At Rowan, we’ve recently published a few papers in this area—Starling, an energy-based model for predicting microstate distributions and macroscopic pKa, and Egret-1, a family of neural network potentials for bioorganic simulation—and I expect we’ll keep working on hybrid physics–ML approaches in the future. Others seem to be moving in this direction too. The recent Boltz-1x model (now on Rowan!) from Gabri Corso and co-workers incorporates inference-time steering for superior physical accuracy, and Achira’s written about the merits of “a third way” in simulation built around “harmonization of the theoretical and the pragmatic.”
There’s immense room for creativity at the intersection of physics and machine learning. Virtually any part of a complex physics-based workflow can potentially be replaced with a bespoke ML model, leading to almost limitless combinatorial possibilities for experimentation. Which combinations of models, algorithms, and architectures will prove to be dead-ends, and which will unlock order-of-magnitude improvements in performance and accuracy? It’s a fun time to be working in this field.
I asked my co-founder Eli what he thought of this piece. He pointed out that the amount of physics one should incorporate into an ML model depends on the amount of data and the dimensionality of the problem. I asked him to explain more, and here’s what he wrote:
In ML terminology, incorporating information about the modality on which you are predicting into the design of the model is called adding inductive bias. One example of this for atomistic simulation is enforcing Euclidean equivariance into a model.
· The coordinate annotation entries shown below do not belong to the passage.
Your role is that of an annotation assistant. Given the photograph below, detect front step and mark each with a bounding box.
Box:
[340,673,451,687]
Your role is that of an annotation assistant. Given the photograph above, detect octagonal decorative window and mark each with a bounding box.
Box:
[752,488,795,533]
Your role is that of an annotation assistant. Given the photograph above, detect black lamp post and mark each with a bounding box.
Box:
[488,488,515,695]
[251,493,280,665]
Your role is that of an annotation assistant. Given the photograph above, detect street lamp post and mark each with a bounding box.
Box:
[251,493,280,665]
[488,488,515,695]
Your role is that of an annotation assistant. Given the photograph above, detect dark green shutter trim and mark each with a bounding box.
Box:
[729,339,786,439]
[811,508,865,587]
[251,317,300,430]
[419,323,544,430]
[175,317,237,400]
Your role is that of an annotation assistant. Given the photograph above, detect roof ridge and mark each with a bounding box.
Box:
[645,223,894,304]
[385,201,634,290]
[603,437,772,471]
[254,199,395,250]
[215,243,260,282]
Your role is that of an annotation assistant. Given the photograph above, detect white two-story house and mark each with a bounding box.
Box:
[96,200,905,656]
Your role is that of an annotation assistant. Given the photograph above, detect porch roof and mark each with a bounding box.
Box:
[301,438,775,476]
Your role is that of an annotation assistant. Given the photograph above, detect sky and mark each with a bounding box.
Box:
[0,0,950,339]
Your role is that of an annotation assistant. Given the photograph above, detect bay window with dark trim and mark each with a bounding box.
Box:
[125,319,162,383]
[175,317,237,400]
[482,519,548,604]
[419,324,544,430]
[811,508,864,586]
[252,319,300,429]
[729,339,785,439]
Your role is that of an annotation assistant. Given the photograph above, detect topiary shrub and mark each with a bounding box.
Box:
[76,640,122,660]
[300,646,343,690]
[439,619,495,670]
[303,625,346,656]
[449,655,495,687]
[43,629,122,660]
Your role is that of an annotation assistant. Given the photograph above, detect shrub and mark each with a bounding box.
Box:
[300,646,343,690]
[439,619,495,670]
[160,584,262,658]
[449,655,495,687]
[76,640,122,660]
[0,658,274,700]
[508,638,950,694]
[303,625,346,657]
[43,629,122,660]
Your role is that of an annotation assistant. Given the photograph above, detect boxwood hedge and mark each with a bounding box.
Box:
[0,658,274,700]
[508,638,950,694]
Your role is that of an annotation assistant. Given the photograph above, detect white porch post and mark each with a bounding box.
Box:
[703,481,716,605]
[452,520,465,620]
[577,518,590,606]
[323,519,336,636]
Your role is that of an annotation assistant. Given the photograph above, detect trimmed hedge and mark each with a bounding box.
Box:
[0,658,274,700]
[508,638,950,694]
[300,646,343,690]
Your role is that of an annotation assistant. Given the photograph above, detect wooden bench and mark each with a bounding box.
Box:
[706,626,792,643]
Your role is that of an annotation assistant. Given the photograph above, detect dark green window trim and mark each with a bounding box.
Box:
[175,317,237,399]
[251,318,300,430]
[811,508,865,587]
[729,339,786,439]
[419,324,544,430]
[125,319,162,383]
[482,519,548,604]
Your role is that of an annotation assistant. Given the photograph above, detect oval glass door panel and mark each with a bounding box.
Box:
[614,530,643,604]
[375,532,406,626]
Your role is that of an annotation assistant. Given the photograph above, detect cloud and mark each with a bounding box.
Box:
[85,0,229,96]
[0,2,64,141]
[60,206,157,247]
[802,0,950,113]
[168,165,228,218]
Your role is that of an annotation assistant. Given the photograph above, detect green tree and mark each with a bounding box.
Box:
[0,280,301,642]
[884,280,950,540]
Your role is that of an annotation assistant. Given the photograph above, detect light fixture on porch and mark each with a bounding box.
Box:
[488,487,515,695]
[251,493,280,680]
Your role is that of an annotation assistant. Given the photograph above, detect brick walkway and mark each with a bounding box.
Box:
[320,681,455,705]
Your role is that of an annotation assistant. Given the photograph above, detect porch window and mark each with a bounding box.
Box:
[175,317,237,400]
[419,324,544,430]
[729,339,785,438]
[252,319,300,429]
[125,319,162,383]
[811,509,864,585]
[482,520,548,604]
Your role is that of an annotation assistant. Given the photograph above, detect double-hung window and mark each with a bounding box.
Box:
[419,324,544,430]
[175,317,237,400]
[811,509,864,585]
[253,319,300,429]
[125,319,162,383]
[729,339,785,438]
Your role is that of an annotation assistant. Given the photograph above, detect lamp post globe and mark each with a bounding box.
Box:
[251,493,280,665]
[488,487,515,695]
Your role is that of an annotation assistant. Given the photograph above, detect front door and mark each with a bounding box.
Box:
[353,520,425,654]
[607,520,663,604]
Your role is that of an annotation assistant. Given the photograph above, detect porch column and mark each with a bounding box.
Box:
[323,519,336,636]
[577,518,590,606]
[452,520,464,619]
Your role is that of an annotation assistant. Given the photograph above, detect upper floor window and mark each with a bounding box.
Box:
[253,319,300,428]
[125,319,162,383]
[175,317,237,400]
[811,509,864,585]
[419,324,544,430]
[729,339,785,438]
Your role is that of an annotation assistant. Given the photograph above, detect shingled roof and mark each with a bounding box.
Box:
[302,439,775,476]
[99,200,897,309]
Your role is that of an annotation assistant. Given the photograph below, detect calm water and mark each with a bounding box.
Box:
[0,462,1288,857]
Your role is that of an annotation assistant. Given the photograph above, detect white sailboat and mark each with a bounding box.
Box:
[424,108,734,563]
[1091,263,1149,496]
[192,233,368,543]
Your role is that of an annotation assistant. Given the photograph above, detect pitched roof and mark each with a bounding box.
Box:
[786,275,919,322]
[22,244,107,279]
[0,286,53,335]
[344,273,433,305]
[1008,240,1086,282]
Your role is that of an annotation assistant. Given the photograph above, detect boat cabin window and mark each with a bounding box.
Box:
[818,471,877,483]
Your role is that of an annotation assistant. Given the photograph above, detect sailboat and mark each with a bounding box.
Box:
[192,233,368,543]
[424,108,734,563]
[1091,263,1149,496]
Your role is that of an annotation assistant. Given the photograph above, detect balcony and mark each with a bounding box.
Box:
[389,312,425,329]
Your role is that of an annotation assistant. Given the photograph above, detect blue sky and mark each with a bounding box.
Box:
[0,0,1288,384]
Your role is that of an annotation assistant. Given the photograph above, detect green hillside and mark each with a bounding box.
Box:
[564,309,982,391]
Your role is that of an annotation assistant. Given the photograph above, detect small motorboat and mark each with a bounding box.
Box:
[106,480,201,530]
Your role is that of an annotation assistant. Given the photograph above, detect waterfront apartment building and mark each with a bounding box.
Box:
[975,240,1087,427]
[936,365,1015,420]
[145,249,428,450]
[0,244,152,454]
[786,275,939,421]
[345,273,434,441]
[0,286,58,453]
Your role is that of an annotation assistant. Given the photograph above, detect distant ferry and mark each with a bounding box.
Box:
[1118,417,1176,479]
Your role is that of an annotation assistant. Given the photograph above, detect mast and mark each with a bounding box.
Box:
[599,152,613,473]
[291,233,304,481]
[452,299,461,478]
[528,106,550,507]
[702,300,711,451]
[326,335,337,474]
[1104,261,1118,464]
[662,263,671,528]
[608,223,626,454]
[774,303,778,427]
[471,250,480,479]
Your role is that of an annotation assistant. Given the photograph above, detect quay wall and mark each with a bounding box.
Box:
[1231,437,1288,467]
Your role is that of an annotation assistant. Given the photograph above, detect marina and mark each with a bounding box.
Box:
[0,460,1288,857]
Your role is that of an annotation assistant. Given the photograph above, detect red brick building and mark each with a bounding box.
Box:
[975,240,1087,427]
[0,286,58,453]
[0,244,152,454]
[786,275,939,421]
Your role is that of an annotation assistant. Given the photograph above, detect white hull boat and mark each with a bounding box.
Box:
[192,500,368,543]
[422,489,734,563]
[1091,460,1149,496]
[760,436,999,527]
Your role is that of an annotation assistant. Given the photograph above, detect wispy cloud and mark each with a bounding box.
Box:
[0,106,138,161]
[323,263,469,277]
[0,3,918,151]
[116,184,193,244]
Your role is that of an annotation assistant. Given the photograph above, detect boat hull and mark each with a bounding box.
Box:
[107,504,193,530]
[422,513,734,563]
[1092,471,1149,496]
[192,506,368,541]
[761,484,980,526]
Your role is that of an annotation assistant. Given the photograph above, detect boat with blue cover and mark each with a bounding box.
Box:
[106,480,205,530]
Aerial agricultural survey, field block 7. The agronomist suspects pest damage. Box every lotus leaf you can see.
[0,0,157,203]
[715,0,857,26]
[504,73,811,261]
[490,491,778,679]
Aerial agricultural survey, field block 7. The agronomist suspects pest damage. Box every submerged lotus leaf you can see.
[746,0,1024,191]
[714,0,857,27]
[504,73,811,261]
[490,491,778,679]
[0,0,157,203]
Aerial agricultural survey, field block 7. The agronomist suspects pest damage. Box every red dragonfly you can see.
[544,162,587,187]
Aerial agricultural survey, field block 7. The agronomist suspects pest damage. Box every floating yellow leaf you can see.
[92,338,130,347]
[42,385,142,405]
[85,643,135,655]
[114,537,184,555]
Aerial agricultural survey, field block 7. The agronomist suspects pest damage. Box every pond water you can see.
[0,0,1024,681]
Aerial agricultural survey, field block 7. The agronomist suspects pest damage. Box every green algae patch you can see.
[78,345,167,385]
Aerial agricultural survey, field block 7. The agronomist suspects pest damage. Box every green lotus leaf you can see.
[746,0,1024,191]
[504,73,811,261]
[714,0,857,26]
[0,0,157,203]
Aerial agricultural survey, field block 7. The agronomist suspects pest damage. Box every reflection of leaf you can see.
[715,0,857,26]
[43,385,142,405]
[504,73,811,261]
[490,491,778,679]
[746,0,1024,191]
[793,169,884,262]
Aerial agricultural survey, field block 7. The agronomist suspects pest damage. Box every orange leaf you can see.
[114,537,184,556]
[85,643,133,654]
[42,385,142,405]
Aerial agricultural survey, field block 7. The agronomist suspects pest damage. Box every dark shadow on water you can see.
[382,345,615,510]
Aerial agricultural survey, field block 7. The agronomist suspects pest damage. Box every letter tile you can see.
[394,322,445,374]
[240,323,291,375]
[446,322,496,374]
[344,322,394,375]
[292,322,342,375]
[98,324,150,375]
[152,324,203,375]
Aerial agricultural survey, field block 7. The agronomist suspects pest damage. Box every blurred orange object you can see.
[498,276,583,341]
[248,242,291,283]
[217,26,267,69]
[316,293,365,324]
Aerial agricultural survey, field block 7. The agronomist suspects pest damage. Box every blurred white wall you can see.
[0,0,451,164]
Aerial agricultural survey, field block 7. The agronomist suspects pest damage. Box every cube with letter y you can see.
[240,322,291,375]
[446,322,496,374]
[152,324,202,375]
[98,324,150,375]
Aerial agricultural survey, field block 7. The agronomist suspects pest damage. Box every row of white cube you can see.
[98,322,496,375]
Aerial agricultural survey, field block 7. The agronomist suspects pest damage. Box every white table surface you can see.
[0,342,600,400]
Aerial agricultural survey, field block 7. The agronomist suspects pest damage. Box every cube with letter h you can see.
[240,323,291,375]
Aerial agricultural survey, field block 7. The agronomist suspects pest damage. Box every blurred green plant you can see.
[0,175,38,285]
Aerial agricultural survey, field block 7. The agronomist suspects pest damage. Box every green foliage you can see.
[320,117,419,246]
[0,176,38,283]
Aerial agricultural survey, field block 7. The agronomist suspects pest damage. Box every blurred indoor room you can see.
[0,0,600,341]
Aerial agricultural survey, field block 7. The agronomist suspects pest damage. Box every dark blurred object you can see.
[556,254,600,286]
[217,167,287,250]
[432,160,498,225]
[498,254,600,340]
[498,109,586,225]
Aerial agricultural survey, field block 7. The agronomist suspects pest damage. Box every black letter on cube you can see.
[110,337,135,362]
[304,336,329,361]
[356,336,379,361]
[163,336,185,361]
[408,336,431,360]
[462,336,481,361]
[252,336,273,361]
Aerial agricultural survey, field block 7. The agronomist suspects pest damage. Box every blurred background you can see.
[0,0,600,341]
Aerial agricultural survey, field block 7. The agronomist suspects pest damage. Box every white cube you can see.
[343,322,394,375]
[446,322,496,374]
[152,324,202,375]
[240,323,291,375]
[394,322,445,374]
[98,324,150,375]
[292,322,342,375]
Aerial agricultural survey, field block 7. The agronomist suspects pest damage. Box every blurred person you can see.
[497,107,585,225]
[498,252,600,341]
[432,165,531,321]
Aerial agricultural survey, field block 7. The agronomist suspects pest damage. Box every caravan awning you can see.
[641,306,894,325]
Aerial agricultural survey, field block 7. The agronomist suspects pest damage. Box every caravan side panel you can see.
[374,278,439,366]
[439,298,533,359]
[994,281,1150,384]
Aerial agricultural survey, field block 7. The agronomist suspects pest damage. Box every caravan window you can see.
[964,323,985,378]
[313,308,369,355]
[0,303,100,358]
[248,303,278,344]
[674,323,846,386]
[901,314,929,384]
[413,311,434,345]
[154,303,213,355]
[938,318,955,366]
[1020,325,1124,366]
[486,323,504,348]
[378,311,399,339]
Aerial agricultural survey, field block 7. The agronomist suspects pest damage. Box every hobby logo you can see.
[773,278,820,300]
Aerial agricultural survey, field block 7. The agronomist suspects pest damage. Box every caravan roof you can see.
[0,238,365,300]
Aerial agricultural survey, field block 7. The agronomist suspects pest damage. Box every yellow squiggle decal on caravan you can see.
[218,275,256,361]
This explicitly ensures that any spatial transformation to a model’s input is reflected in its output. This does ensure that physical laws are followed but also increases the computational complexity of the model, limiting system size at inference time and inference speed.
Some neural network potentials like Equiformer enforce equivariance in every operation within the model to ensure physical laws are always followed, while others enforce it only for inputs and outputs, relaxing constraints for intermediate model operations. Models like Orb-v3 don’t enforce equivariance at all, but incorporate dataset augmentation and unsupervised pre-training techniques to improve sample efficiency and learn physical laws.
As dataset size and diversity increase, we may see less of a need for physical inductive bias in models. One place we’ve seen this is with convolutional neural networks (CNNs) and vision transformers (ViTs) in computer vision: CNNs have built-in translational invariance whereas ViTs do not include any spatial inductive bias but are theoretically more flexible. We see ViTs outperforming CNNs only as dataset size and model size pass a certain threshold. If we assume that a similar pattern will hold for atomistic simulation, we might expect that the dataset size at which this threshold occurs will be greater, as molecular simulation has more degrees of freedom than computer vision.
I think this is a good point—thanks Eli! More abstractly, we might expect that incorporating explicit physics will help more in the low-data regime, while pure ML approaches will be more effective as data and compute approach infinity.
Thanks to Ari Wagen, Jonathon Vandezande, and Eli Mann for reading drafts of this post.